The ICD-10 code for Infantile Myofibromatosis is D48.1. This code is used to classify and document this rare benign tumor that occurs in infants and young children. In the previous ICD-9 system, the corresponding code for Infantile Myofibromatosis was 8821. These codes are essential for accurate medical record keeping and billing purposes.
Infantile myofibromatosis is a rare disorder characterized by the development of benign tumors in the soft tissues of infants. The International Classification of Diseases, Tenth Revision (ICD-10) provides a specific code to classify this condition, which is D48.9. This code falls under the category of "Neoplasms of uncertain behavior, unspecified."

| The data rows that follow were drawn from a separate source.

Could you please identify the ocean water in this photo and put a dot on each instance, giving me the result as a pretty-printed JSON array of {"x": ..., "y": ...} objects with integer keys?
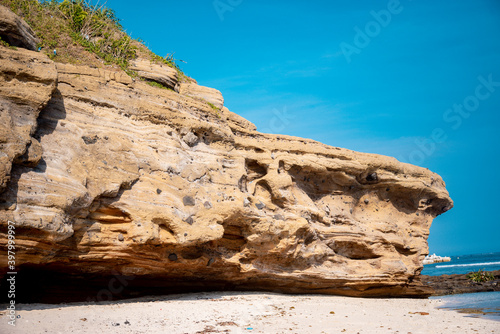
[
  {"x": 480, "y": 304},
  {"x": 464, "y": 264}
]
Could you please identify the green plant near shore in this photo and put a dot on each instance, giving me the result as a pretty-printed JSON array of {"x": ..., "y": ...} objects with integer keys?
[
  {"x": 71, "y": 26},
  {"x": 480, "y": 276}
]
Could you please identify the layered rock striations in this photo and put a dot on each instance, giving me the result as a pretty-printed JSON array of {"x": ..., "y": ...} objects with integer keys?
[{"x": 103, "y": 174}]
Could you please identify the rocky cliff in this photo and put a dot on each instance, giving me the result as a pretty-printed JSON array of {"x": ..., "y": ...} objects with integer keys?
[{"x": 106, "y": 175}]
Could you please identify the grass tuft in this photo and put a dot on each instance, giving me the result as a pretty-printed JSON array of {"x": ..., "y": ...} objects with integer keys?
[{"x": 82, "y": 32}]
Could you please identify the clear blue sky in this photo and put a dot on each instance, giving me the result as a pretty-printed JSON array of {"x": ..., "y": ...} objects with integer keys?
[{"x": 383, "y": 77}]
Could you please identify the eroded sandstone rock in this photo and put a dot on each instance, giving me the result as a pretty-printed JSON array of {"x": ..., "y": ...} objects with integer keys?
[
  {"x": 27, "y": 82},
  {"x": 121, "y": 189},
  {"x": 159, "y": 73}
]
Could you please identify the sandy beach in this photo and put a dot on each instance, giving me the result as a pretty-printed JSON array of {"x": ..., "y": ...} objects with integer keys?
[{"x": 246, "y": 312}]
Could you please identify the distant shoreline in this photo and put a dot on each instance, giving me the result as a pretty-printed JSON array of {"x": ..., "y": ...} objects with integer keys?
[{"x": 459, "y": 283}]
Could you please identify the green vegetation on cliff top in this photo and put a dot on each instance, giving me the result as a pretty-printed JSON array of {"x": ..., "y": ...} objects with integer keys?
[{"x": 79, "y": 32}]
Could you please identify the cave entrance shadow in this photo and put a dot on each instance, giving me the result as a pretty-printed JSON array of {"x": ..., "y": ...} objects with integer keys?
[{"x": 48, "y": 119}]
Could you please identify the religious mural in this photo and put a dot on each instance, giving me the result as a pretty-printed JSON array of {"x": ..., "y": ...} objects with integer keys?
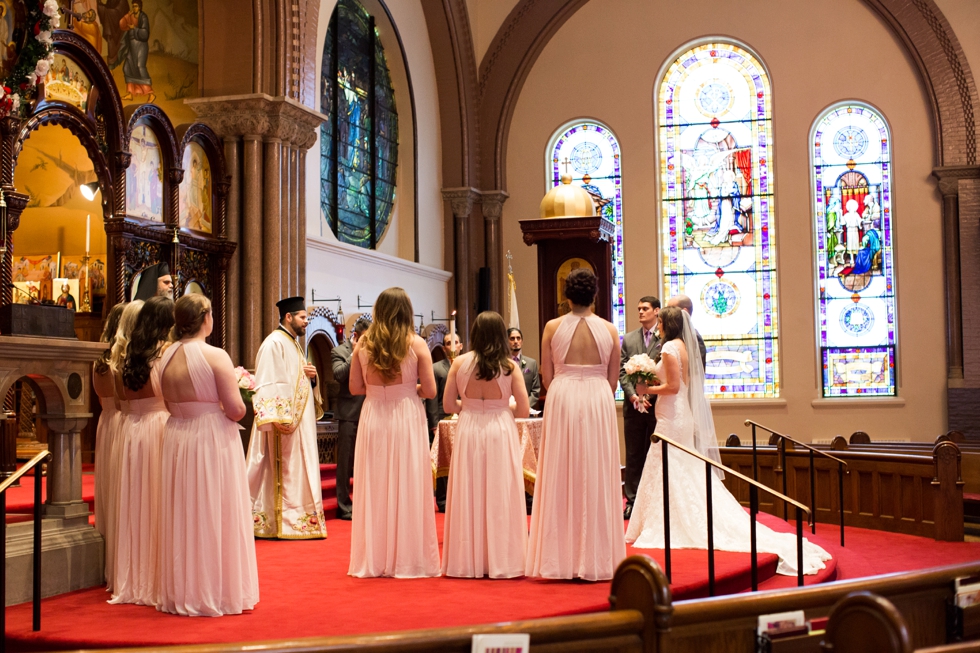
[
  {"x": 855, "y": 264},
  {"x": 67, "y": 82},
  {"x": 144, "y": 176},
  {"x": 59, "y": 224},
  {"x": 715, "y": 120},
  {"x": 150, "y": 45},
  {"x": 195, "y": 190}
]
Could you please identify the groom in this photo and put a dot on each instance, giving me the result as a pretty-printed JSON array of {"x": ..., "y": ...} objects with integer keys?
[{"x": 638, "y": 426}]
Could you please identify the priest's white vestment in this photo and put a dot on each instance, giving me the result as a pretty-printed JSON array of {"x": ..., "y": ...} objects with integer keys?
[{"x": 283, "y": 465}]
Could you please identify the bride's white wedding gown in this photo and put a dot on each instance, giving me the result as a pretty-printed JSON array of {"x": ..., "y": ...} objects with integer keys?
[{"x": 688, "y": 514}]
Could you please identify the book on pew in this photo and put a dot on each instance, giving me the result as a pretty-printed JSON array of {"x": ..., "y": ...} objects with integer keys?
[{"x": 501, "y": 643}]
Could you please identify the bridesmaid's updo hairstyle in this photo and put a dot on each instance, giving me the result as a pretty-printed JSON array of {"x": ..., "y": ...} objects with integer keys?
[
  {"x": 151, "y": 332},
  {"x": 386, "y": 341},
  {"x": 488, "y": 338},
  {"x": 581, "y": 286},
  {"x": 109, "y": 337},
  {"x": 189, "y": 313}
]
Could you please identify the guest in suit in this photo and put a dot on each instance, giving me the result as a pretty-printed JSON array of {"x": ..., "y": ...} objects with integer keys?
[
  {"x": 348, "y": 412},
  {"x": 684, "y": 302},
  {"x": 528, "y": 365},
  {"x": 434, "y": 407},
  {"x": 638, "y": 426}
]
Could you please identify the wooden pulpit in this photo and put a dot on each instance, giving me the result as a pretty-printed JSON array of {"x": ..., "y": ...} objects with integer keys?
[{"x": 564, "y": 244}]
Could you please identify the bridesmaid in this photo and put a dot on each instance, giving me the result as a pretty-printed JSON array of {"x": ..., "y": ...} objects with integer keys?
[
  {"x": 108, "y": 427},
  {"x": 486, "y": 515},
  {"x": 117, "y": 358},
  {"x": 139, "y": 471},
  {"x": 207, "y": 550},
  {"x": 394, "y": 527},
  {"x": 577, "y": 517}
]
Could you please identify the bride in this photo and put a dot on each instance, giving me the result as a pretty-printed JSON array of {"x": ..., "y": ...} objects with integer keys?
[{"x": 683, "y": 414}]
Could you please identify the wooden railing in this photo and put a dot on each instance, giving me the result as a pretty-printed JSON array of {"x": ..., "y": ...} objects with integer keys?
[
  {"x": 644, "y": 619},
  {"x": 35, "y": 464},
  {"x": 902, "y": 493}
]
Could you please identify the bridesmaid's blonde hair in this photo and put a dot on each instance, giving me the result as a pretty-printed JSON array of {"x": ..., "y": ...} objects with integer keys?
[
  {"x": 387, "y": 340},
  {"x": 126, "y": 325}
]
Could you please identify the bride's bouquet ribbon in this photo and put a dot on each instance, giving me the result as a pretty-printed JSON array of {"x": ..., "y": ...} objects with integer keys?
[{"x": 640, "y": 368}]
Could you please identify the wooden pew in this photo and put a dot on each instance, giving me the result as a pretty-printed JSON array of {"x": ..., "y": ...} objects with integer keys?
[
  {"x": 644, "y": 619},
  {"x": 908, "y": 493},
  {"x": 864, "y": 621}
]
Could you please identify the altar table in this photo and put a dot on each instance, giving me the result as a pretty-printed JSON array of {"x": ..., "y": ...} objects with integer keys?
[{"x": 529, "y": 431}]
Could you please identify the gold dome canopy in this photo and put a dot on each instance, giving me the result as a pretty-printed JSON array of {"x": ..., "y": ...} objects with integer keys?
[{"x": 567, "y": 200}]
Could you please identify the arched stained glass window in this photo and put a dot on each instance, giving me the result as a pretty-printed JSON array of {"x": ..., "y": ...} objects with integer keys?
[
  {"x": 592, "y": 154},
  {"x": 715, "y": 121},
  {"x": 359, "y": 143},
  {"x": 851, "y": 150}
]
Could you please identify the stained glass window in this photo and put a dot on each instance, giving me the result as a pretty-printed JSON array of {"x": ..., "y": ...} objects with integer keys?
[
  {"x": 359, "y": 143},
  {"x": 855, "y": 263},
  {"x": 592, "y": 154},
  {"x": 715, "y": 121}
]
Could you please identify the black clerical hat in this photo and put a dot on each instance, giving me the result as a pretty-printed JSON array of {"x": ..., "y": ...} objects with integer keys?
[
  {"x": 148, "y": 280},
  {"x": 290, "y": 305}
]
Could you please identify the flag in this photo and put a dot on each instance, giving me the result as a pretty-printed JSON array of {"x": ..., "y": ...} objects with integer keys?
[{"x": 513, "y": 321}]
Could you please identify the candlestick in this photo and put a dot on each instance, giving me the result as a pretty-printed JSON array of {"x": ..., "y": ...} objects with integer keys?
[{"x": 452, "y": 335}]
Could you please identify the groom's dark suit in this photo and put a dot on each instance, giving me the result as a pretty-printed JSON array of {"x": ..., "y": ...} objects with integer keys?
[{"x": 637, "y": 426}]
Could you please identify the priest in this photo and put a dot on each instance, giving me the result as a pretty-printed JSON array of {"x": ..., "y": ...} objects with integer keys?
[
  {"x": 155, "y": 280},
  {"x": 283, "y": 466}
]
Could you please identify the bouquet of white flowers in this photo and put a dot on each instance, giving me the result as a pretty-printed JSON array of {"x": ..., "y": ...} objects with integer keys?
[{"x": 640, "y": 369}]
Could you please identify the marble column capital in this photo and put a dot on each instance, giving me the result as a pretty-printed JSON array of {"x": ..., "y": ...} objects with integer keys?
[
  {"x": 492, "y": 202},
  {"x": 258, "y": 114},
  {"x": 461, "y": 200},
  {"x": 949, "y": 177}
]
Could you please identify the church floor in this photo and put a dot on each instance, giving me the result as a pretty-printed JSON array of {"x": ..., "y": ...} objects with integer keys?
[{"x": 305, "y": 592}]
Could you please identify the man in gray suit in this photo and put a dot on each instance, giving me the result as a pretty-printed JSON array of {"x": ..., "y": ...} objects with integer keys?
[
  {"x": 638, "y": 426},
  {"x": 529, "y": 366},
  {"x": 433, "y": 407},
  {"x": 348, "y": 412},
  {"x": 684, "y": 302}
]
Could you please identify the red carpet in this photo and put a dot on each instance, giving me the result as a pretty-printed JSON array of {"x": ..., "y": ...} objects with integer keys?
[
  {"x": 305, "y": 592},
  {"x": 298, "y": 579}
]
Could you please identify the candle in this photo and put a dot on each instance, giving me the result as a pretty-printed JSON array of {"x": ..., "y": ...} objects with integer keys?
[{"x": 452, "y": 335}]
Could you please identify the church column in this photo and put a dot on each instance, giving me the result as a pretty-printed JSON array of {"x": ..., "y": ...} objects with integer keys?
[
  {"x": 233, "y": 232},
  {"x": 960, "y": 187},
  {"x": 272, "y": 233},
  {"x": 301, "y": 231},
  {"x": 251, "y": 250},
  {"x": 492, "y": 203},
  {"x": 461, "y": 200},
  {"x": 64, "y": 474}
]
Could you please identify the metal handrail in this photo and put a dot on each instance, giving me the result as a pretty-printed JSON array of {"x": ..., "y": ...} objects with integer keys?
[
  {"x": 754, "y": 487},
  {"x": 13, "y": 478},
  {"x": 841, "y": 464},
  {"x": 36, "y": 612}
]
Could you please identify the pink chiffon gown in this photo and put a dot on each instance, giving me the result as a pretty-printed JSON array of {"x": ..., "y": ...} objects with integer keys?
[
  {"x": 486, "y": 516},
  {"x": 138, "y": 529},
  {"x": 393, "y": 531},
  {"x": 106, "y": 489},
  {"x": 207, "y": 547},
  {"x": 577, "y": 517}
]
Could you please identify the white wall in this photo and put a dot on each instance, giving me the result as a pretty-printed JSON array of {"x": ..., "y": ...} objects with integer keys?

On the other hand, the International Classification of Diseases, Ninth Revision (ICD-9) is an older coding system that has been replaced by ICD-10. However, for historical reference, the ICD-9 code for infantile myofibromatosis is 216.8. This code represents "Benign neoplasm of skin of other and unspecified sites."
Infantile myofibromatosis is a condition that primarily affects children under the age of two, with tumors commonly appearing on the skin, muscles, bones, or internal organs. The tumors can vary in size and number, and their growth can lead to various symptoms depending on their location. While the cause of this condition is unknown, some cases have been associated with genetic mutations.
It is important to note that the information provided above is for educational purposes only and should not be used for diagnostic or medical purposes. If you suspect that you or someone you know may have infantile myofibromatosis, it is crucial to consult a healthcare professional for an accurate diagnosis and appropriate management.